Volume 8, Number 5, May 2017, pages 159-162

Sneezing: A Rare Cause of Sacral Insufficiency Fracture in a Young Osteoporotic Woman

Yusuf Erdema, b, Cagri Neyiscia

aOrthopedics and Traumatology Department, Gulhane Training and Research Hospital, Ankara, Turkey
bCorresponding Author: Yusuf Erdem, Orthopedics and Traumatology Department, Gulhane Training and Research Hospital, Ankara, Turkey

Manuscript accepted for publication April 18, 2017
Short title: Sacral Osteoporotic Fracture
doi: https://doi.org/10.14740/jmc2810w


Sacral insufficiency fractures are rare and usually overlooked in patients presenting with low back pain without any trauma. The history and physical examination are not specific, and conventional radiographs are inadequate, thus requiring further radiological imaging as MRI, bone scintigraphy and CT. The treatment includes rest, pain control and physiotherapy. In this report, sneezing is stated as the cause of sacral insufficiency fracture in a young osteoporotic woman.

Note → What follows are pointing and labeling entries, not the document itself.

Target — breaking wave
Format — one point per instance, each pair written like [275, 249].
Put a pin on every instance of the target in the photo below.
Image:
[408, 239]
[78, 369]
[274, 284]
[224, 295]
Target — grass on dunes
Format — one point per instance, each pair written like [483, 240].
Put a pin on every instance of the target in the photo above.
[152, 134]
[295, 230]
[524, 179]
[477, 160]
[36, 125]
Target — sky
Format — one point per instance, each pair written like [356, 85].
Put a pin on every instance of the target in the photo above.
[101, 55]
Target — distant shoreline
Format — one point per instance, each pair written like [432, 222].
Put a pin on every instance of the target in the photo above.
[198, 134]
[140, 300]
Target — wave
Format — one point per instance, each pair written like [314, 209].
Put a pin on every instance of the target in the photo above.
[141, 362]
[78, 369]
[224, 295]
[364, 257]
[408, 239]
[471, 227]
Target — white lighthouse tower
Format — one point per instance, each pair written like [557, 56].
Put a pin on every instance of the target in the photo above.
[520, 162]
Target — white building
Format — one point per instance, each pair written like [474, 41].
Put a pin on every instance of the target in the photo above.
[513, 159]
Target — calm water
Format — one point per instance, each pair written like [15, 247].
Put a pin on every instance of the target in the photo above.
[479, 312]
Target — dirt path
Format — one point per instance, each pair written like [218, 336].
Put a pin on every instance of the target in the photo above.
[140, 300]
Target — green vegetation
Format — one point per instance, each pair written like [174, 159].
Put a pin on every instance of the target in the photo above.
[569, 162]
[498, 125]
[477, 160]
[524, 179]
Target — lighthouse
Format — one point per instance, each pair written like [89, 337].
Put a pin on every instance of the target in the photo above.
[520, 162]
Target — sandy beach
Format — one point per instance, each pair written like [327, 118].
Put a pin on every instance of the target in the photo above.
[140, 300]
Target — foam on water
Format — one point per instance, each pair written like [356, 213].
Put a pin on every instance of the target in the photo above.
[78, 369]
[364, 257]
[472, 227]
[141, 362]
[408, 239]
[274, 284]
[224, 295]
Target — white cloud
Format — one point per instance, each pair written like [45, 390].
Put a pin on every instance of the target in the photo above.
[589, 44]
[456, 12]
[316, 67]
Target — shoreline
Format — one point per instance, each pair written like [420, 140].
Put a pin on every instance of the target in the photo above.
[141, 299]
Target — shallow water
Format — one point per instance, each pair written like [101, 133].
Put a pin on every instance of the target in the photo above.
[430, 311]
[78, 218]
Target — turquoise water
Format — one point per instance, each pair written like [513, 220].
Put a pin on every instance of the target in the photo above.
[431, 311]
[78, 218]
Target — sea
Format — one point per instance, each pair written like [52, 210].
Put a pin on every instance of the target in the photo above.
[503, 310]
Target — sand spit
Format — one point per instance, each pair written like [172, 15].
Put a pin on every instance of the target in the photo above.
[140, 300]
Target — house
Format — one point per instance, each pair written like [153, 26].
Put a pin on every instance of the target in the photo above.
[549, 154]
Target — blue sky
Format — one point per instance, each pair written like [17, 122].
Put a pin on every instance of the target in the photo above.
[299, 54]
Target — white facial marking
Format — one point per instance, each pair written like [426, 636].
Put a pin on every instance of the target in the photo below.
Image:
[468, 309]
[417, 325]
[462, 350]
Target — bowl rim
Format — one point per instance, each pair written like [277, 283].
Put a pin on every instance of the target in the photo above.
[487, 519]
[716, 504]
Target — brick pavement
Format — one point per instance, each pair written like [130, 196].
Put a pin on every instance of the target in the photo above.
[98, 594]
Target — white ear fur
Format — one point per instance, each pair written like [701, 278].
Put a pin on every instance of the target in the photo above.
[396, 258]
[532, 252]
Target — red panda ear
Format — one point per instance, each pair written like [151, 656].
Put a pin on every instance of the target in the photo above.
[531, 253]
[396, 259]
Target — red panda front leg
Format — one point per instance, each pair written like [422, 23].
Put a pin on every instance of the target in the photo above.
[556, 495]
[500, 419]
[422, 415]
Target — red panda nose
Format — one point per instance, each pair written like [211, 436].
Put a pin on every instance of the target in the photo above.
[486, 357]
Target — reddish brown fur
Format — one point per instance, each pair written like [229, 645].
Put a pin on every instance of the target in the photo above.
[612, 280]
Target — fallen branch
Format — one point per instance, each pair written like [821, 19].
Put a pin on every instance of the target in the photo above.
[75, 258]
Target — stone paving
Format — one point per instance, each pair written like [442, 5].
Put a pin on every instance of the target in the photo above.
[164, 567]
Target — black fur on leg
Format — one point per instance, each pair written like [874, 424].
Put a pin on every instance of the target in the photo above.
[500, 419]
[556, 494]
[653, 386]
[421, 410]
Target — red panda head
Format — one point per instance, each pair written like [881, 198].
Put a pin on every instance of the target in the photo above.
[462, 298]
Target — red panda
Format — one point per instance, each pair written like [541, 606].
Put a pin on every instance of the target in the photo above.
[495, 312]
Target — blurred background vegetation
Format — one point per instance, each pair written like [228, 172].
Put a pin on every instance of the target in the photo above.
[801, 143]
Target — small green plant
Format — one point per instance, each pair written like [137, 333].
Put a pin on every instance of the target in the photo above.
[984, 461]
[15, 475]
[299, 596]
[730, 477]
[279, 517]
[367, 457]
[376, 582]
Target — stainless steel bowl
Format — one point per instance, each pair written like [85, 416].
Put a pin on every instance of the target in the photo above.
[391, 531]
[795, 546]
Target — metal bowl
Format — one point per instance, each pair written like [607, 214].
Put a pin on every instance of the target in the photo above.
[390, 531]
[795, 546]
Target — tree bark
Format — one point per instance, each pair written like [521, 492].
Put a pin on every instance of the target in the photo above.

Keywords: Sneezing; Sacral insufficiency fracture; Osteoporosis; Young


Sacral insufficiency fractures (SIFs) are a well-defined subgroup of insufficiency fractures and most commonly seen in the elderly, particularly without a history of trauma. The incidence of SIFs is still unknown, but it is clear that SIFs are more common than estimated. The most common cause is postmenopausal osteoporosis [1, 2]. Osteoporotic SIFs are rare and may present with symptoms similar to those low back and sciatic pain. Corticosteroid use, radiotheraphy, rheumatoid arthritis, long-term use of bisphosphonates, renal osteodystrophy, Paget disease, osteomalacia, hyperparathyroidism, and pilimary bilier cirrhosis are reported as the other risk factors [2, 3].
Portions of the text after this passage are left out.